Er habe sich nicht darüber gefreut, dass sich Leuenberger zum Jahresende bei zwei so wichtigen Fragen gegen seine Partei gestellt habe, sagte der Präsident der Sozialdemokratischen Partei der Schweiz (SP), Hans-Jürg Fehr, an Heiligabend.

Die SP kämpfe für eine Flexibilisierung des Rentenalters und für den Ausstieg aus der Atomenergie.

Es stehe Leuenberger zu, die Bundesratsmeinung zu vertreten und nicht die SP-Meinung. Dennoch wäre eine gewisse Rücksichtnahme zu erwarten.

Vor- und Nachteile

In der Schweiz wechselt das Amt des Bundespräsidenten in jedem Jahr. Der abtretende Bundespräsident sagte anlässlich seiner Bilanz zum Präsidialjahr 2006, dass die Rotation des Bundespräsidiums innenpolitisch eine Kohäsionsfunktion habe.

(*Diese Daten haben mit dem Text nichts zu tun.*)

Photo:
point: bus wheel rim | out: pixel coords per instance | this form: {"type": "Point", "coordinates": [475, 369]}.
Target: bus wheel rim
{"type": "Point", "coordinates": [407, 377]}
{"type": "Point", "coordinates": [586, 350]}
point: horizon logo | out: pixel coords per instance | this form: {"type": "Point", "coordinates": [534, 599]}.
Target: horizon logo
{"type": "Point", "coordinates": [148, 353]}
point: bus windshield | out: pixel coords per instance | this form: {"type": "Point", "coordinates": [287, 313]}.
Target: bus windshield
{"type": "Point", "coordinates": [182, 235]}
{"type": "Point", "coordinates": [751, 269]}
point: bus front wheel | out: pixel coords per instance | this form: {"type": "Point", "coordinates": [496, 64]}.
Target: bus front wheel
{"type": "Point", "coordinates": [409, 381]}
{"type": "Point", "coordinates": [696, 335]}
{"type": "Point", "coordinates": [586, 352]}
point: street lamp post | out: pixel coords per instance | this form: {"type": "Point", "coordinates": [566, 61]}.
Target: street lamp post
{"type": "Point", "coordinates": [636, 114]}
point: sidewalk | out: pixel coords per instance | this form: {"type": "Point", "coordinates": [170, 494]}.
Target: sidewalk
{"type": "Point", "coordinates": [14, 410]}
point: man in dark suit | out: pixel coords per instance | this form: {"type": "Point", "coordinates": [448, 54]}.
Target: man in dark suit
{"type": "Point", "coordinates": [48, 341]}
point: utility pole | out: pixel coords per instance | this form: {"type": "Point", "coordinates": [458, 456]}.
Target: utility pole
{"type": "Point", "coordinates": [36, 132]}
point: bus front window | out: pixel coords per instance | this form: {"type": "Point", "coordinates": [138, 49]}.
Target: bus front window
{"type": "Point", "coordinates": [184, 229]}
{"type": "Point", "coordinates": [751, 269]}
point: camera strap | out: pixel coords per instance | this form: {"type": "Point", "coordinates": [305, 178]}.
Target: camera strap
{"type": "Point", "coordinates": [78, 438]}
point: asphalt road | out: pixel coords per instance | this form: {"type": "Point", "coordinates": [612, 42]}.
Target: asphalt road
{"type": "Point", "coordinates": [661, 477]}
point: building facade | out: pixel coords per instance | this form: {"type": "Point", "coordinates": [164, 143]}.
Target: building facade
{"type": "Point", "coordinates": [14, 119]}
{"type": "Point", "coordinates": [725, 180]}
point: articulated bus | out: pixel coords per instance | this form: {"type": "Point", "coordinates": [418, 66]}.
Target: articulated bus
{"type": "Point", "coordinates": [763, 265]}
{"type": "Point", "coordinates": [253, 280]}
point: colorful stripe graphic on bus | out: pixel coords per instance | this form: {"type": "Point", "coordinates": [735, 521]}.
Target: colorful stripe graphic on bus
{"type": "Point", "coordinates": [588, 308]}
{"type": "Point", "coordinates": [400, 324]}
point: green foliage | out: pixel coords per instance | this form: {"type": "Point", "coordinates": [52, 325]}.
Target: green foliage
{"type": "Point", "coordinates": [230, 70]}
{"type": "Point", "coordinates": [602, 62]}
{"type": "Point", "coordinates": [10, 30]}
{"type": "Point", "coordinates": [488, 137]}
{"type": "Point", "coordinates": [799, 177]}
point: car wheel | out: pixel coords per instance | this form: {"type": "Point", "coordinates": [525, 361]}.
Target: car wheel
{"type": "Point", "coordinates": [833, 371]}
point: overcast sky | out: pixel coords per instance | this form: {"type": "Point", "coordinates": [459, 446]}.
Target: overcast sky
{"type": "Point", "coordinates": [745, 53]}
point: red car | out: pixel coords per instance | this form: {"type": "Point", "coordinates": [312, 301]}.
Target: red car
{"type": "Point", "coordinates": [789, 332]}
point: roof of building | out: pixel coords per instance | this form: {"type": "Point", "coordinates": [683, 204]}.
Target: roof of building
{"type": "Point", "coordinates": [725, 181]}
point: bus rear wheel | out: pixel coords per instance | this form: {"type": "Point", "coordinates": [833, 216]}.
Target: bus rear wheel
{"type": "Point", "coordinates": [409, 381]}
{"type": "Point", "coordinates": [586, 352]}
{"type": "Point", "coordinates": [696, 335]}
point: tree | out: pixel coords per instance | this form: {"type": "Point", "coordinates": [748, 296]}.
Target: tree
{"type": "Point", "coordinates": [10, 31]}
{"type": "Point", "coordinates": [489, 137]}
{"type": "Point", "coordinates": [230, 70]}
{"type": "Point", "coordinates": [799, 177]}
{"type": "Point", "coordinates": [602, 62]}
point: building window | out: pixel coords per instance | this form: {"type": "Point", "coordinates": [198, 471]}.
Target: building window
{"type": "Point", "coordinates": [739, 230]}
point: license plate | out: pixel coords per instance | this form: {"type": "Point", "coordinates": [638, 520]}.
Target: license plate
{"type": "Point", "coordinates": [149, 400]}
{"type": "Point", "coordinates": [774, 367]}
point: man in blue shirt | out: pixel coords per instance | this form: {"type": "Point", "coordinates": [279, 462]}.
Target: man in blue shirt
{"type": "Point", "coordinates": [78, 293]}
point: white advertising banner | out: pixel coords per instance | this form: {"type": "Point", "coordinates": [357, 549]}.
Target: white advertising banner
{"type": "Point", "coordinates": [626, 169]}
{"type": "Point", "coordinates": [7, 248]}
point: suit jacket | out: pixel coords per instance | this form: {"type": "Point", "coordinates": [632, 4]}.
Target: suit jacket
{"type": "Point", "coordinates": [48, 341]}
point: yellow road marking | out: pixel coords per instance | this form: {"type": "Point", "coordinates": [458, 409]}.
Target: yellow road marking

Aussenpolitisch sei diese aber ein Nachteil. Denn sie erschwere es, persönliche Bekanntschaften zu schliessen und politische Diskussionen auf einer menschlichen Basis zu führen. Im Ausland werde der Wechsel teilweise nicht verstanden.

Die Doppelfunktion als Bundespräsident und Departementschef sei jedoch zu bewältigen, sagte Leuenberger. Gemäss einer Statistik des UVEK war der Zürcher Sozialdemokrat je hälftig mit präsidialen und departementalen Verpflichtungen beschäftigt. Bis Ende Oktober betrug der Aufwand, den das Präsidenten-Amt mit sich brachte, 575 Stunden.

Mehr

Mehr

Kollegialität

Dieser Inhalt wurde am veröffentlicht Das Kollegialitätsprinzip ist im Regierungs- und Verwaltungsorganisations-Gesetz festgeschrieben. Es ist eine Organisationsform und Methode der Entscheidfindung, praktiziert in den leitenden staatlichen Gremien der Schweiz (z.B. Kantonsregierungen, Landesregierung). Die Kollegialbehörde fasst Beschlüsse gemeinsam und trägt dafür gemeinschaftlich die Verantwortung, auch wenn einzelne Mitglieder persönlich dagegen sind. Über die persönliche Haltung der einzelnen Mitglieder und die geführte…

Mehr Kollegialität

Der Bundesrat ist die Schweizer Regierung (Exekutive). Sie besteht aus sieben Mitgliedern, die alle vier Jahre vom Parlament (Vereinigte Bundesversammlung) gewählt oder bestätigt werden.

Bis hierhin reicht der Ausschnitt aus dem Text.